As the nation aims to lift its crude oil production capacity to 8 million barrels per day by 2028, according to data from the US Energy Information Administration, it needs increased investment. 

Several IOCs unhappy with Iraq’s energy policies, political instability, security considerations, corruption levels and administrative burdens have pulled out of the market.
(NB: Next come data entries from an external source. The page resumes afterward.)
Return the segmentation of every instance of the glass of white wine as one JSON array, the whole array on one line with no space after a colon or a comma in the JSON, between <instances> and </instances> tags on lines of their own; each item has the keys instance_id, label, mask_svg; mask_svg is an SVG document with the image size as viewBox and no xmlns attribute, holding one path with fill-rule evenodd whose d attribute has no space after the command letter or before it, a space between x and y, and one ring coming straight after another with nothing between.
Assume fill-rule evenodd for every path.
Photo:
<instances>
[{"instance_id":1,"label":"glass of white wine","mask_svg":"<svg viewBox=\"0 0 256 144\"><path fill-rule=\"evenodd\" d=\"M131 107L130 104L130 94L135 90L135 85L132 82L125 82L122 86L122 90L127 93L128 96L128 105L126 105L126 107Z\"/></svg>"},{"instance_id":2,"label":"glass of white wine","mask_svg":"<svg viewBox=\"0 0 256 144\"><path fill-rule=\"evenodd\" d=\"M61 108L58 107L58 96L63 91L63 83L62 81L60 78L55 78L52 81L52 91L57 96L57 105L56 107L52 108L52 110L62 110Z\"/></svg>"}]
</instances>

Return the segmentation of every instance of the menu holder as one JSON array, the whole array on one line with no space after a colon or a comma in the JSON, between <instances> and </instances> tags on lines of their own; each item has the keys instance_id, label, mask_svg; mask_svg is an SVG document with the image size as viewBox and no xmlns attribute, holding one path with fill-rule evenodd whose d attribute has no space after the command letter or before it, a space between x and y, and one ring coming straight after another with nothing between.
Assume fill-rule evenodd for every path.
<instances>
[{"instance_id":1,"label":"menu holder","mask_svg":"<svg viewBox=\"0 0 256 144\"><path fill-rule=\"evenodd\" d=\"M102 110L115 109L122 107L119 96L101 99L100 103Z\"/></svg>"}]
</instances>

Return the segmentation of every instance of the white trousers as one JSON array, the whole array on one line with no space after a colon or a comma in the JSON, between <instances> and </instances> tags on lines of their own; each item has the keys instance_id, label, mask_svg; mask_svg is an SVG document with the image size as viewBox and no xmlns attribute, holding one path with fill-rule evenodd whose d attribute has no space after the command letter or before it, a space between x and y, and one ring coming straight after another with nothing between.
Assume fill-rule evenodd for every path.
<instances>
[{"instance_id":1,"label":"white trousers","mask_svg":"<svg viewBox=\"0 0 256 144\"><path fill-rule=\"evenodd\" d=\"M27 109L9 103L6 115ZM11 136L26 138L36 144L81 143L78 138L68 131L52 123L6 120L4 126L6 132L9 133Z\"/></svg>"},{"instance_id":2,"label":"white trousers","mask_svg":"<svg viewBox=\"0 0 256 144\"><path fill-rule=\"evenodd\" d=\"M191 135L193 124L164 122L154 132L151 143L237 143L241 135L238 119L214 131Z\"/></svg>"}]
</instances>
They include Texas-based ExxonMobile, which sold its 32 percent stake in the Baeshiqa licence to Norway’s DNO in 2021.

“The new terms (of the law) align the interests of IOCs with the success of production operations,” Metwally noted.

The recent $27 billion deal signed by TotalEnergies with the Iraqi government may lead to improved confidence in Iraq’s capacity to adopt reforms.

Silliman predicted that investments from international oil companies will reduce costs and speed up development. 

Budget needs

The new law is particularly crucial in light of the recent passage of the budget, which had been delayed for three years.

“This is a significant development that underscores the urgency of generating revenue and stabilising the country’s finances,” Metwally said. 

Hydrocarbons contribute to about 50 percent of the country’s GDP and account for around 85 percent of total economic activity, according to Saleh.

Foreign investment could free up money to be reallocated to other core ministries and to improve public services such as schools, Silliman said. 

“Iraq has done a very poor job of providing public services, clean water, electricity, sewage, education, and healthcare. All of these things need investment right now in Iraq.”